Hausaufgaben 32

Nur von Sheggorath Geküsste konnten auf die Idee kommen, in der Mittagshitze die Schatten Elinhirs zu verlassen. Diese und ähnliche Gedanken gingen Zanodar durch den Kopf, als er, müde einen Fuß vor den anderen setzend, durch die staubige Landschaft westlich der Stadt latschte. Links von ihm, in einer tiefen Senke, schimmerte ein See, während rechts die Berge allmählich immer steiler anstiegen. Ein paar Bäume hatten dicht am Ufer Wurzeln geschlagen. Dazwischen breiteten sich Büsche aus, die gerade in leuchtendem Rot blühten. Vielfarbige Schmetterlinge flogen tänzelnd darüber hinweg und zwischen den Blättern sangen Vögel aus vollsten Kehlen ihr Lied.
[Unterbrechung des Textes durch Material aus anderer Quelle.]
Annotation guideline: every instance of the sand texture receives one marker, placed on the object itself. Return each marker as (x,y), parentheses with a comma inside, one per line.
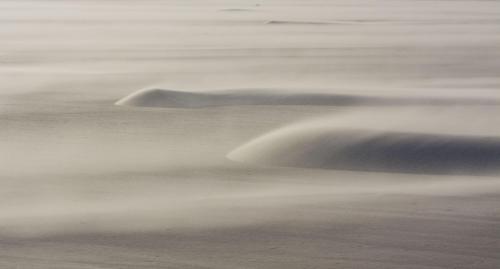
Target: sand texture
(280,134)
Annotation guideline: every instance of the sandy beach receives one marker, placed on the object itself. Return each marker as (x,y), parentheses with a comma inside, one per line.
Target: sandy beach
(233,134)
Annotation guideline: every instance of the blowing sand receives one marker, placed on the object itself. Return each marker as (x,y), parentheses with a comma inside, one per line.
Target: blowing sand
(396,103)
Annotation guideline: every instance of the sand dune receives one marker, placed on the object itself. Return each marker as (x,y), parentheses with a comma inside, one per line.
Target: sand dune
(171,98)
(327,146)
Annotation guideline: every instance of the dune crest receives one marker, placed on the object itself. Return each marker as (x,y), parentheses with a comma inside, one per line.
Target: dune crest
(241,97)
(342,148)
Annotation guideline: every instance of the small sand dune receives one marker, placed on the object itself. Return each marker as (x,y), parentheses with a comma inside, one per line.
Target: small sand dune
(369,150)
(236,9)
(185,99)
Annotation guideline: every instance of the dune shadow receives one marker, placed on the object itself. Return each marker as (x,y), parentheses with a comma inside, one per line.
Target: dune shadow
(369,151)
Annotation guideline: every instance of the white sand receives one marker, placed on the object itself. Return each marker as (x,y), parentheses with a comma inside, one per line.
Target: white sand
(87,184)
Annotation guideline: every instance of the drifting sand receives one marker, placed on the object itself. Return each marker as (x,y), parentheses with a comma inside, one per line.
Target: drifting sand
(87,184)
(366,150)
(273,97)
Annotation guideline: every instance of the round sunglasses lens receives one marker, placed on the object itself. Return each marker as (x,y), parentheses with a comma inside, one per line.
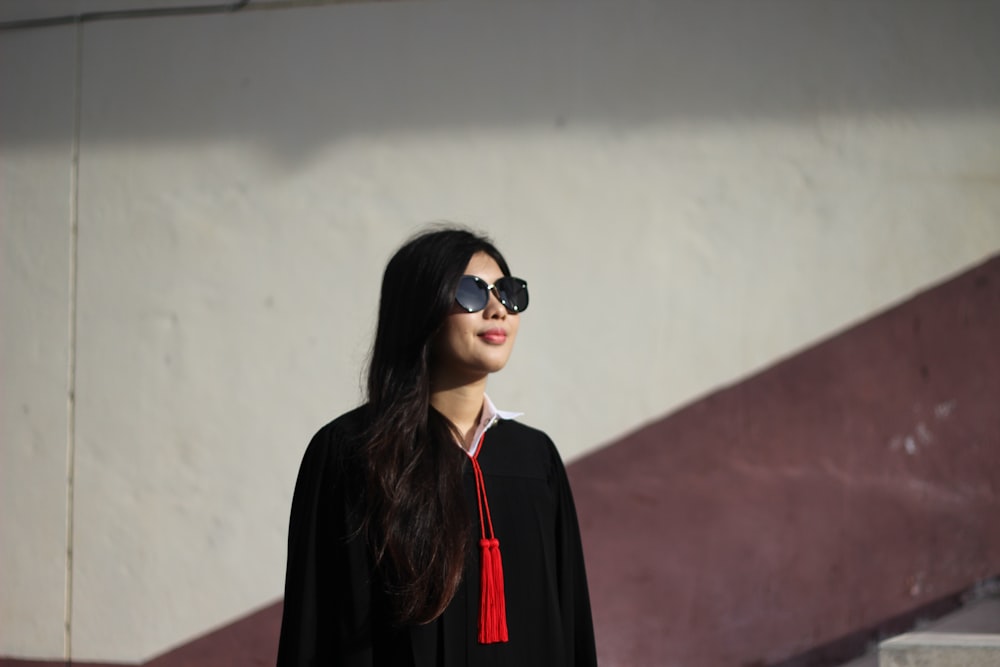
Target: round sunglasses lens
(471,294)
(513,293)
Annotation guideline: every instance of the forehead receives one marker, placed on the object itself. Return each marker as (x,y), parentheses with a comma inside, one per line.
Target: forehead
(484,266)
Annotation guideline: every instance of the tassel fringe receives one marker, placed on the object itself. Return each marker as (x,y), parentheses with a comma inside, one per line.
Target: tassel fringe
(492,605)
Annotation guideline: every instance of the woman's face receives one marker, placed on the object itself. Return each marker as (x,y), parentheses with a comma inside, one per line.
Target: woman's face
(471,345)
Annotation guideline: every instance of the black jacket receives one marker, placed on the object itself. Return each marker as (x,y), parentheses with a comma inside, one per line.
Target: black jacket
(334,612)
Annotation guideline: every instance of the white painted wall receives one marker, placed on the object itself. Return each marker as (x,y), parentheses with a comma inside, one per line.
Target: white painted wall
(36,99)
(693,190)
Für die Naturschönheiten hatte der Khajiit jedoch keinen Blick. Für ihn gab es nur den stetig steigenden Pfad voller Staub, Steine und Resten abbröckelnder Stufen, die brütende Hitze und ein paar Fliegen, die beschlossen hatten, dass er das perfekte Opfer für ihre notorische Nerverei abgab. Er hatte längst aufgegeben sie verscheuchen zu wollen. Verwitterte Torbögen überspannten den Weg. Einst mussten die unternirnischen Ruinen von Molavar ziemlich bedeutend gewesen sein, wenn man schon auf die Gestaltung der Zuwegung solchen Wert gelegt hatte. Heute waren sie mehr oder weniger vergessen, leer und geplündert. Es bestand keine Hoffnung, darin noch etwas von Wert finden zu können, und so machte sich auch kaum jemand die Mühe, den Pfad zu erklimmen. Bis auf …

„Bleib stehen!“

Zanodar gehorchte aufs Wort.

„Wer bist du? Was willst du hier?“

„Ein Wanderer in der Gunst der Drei“ antwortete er mit der auswendig gelernten Losung, deren Sinn sich ihm nicht erschloss. Es war Zanodar auch egal, so lange es funktionierte. Vorsichtig blickte er auf. Und schluckte. Zwei Pfeile waren direkt auf ihn gerichtet. Die dazugehörigen Bögen hileten bis zur Unkenntlichkeit vermunnte Gestalten in den Händen. Zanodar hätte nicht einmnal mit Sicherheit sagen können, ob es sich um Männer oder Frauen handelte. Nur die rot glühenden Augen in den Sichtschlitzen wiesen sie eindeutig als Dunmer aus.

„Komm mit!“

Die Stimme gehörte einer dritten Person, einer Frau, die zwar ebenfalls ein Tuch über Mund und Nase trug, deren sonstige Montur aber wesentlich figurbetonter geschnitten war. In Lederschlaufen, die scheinbar an jedem Körperteil angebracht waren, zählte er auf den ersten Blick mindestens zehn Messer. Instinktiv fiel er einen Schritt zurück.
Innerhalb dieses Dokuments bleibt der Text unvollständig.